On 2020-01-18, Al Viro viro@zeniv.linux.org.uk wrote:
On Sat, Jan 18, 2020 at 03:28:33PM +0000, Al Viro wrote:
#work.openat2 updated, #for-next rebuilt and force-pushed. There's a massive update of #work.namei as well, also pushed out; not in #for-next yet, will post the patch series for review later today.
BTW, looking through that code again, how could this static bool legitimize_root(struct nameidata *nd) { /* * For scoped-lookups (where nd->root has been zeroed), we need to * restart the whole lookup from scratch -- because set_root() is wrong * for these lookups (nd->dfd is the root, not the filesystem root). */ if (!nd->root.mnt && (nd->flags & LOOKUP_IS_SCOPED)) return false;
possibly trigger?

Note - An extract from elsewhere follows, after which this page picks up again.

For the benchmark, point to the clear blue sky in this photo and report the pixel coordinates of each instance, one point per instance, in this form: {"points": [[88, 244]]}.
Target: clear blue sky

The only things that ever clean ->root.mnt are
You're quite right -- the codepath I was worried about was pick_link() failing (which *does* clear nd->path.mnt, and I must've misread it at the time as nd->root.mnt).
We can drop this check, though now complete_walk()'s main defence against a NULL nd->root.mnt is that path_is_under() will fail and trigger -EXDEV (or set_root() will fail at some point in the future). However, as you pointed out, a NULL nd->root.mnt won't happen with things as they stand today -- I might be a little too paranoid. :P
This is really, really fundamental for understanding the whole thing - a failure of unlazy_walk/unlazy_child means that we are through with that attempt.
Yup -- see above, the worry was about pick_link() not about how the RCU-walk and REF-walk dances operate.
The same, BTW, goes for the check you've added in the beginning of set_root() - set_root() is called only with NULL nd->root.mnt (trivial to prove) and that is incompatible with LOOKUP_IS_SCOPED. I'm kinda-sorta OK with having WARN_ON() there for a while, but IMO the check in the beginning of legitimize_root() should go away -
You're quite right about dropping the legitimize_root() check, but I'd like to keep the WARN_ON() in set_root(). The main reason being that it makes us very damn sure that a future change won't accidentally break the nd->root contract which all of the LOOKUP_IS_SCOPED changes rely on. Then again, this might be my paranoia popping up again.
this kind of defensive programming only makes harder to reason about the behaviour of the entire thing. And fs/namei.c is too convoluted as it is...
If you feel that dropping some of these more defensive checks is better for the codebase as a whole, then I defer to your judgement. I completely agree that namei is a pretty complicated chunk of code.